Este giro no solo aleja a Storrie del terreno de la juventud prometedora y la intensa emotividad que desplegó en Heated Rivalry, sino que lo coloca en un terreno más sobrio y oscuro, donde la tensión psicológica y el conflicto moral predominan. La interacción de Lance Kingston con Jennifer «JJ» Jareau, interpretada por AJ Cook, ofrece una de las escenas más intensas de la temporada, mostrando a Storrie transitar desde la hostilidad inicial a una autorreflexión amarga y frustrante.
Esencia y Complejidad de un Personaje en Cuatro Episodios
En este arco que se despliega a lo largo de cuatro capítulos, la interpretación de Storrie se distingue por una profunda exploración de emociones complejas, desde la incomodidad opresiva hasta el miedo palpable. Esta dimensión hace que Lance Kingston sea mucho más que un simple antagonista; se convierte en un retrato tridimensional de un personaje con sombras propias, lográndolo gracias a la química escénica con actores consagrados como Aisha Tyler, quien da vida a Tara Lewis, y Adam Rodriguez, que interpreta a Luke Alvez.

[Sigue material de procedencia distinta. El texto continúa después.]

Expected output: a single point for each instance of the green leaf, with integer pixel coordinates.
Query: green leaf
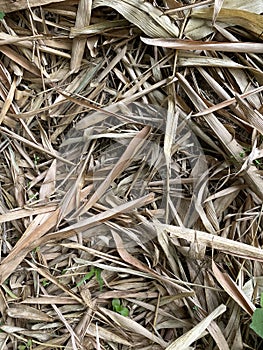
(124, 311)
(98, 277)
(88, 276)
(261, 300)
(257, 322)
(117, 307)
(116, 303)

La capacidad de Storrie para enfrentarse a estos pesos dramáticos no solo pone a prueba su versatilidad como actor, sino que también le abre las puertas para ganar una nueva audiencia entre los seguidores del género thriller-crimen con un perfil psicológico profundo. Este paso en su carrera representa una evolución importante, cimentada en el dominio técnico y emocional adquirido durante años de esfuerzo constante.
Diversidad y Profundidad en la Actuación de Connor Storrie
Mientras como Ilya Rozanov exploró el físico exigente del deporte y la sensibilidad de un romance queer cargado de emociones intensas, como Lance Kingston se sumerge en un juego de poder, manipulación y vulnerabilidad psicológica. Esta dualidad en los personajes denota un rango actoral pocas veces visto en artistas de su generación y destaca la importancia de tomar riesgos para no quedar encasillado en un solo tipo de interpretación.
Queda claro que Storrie no está dispuesto a repetir fórmulas y que cada nuevo papel es enfrentado como una oportunidad para expandir su repertorio y demostrar que puede liderar con éxito tramas dramáticas complejas. En un panorama televisivo donde las producciones de largo aliento requieren además de talentos capaces de sostener y nutrir su evolución, Connor Storrie aparece como una de las figuras a seguir, por su capacidad de adaptarse y sorprender.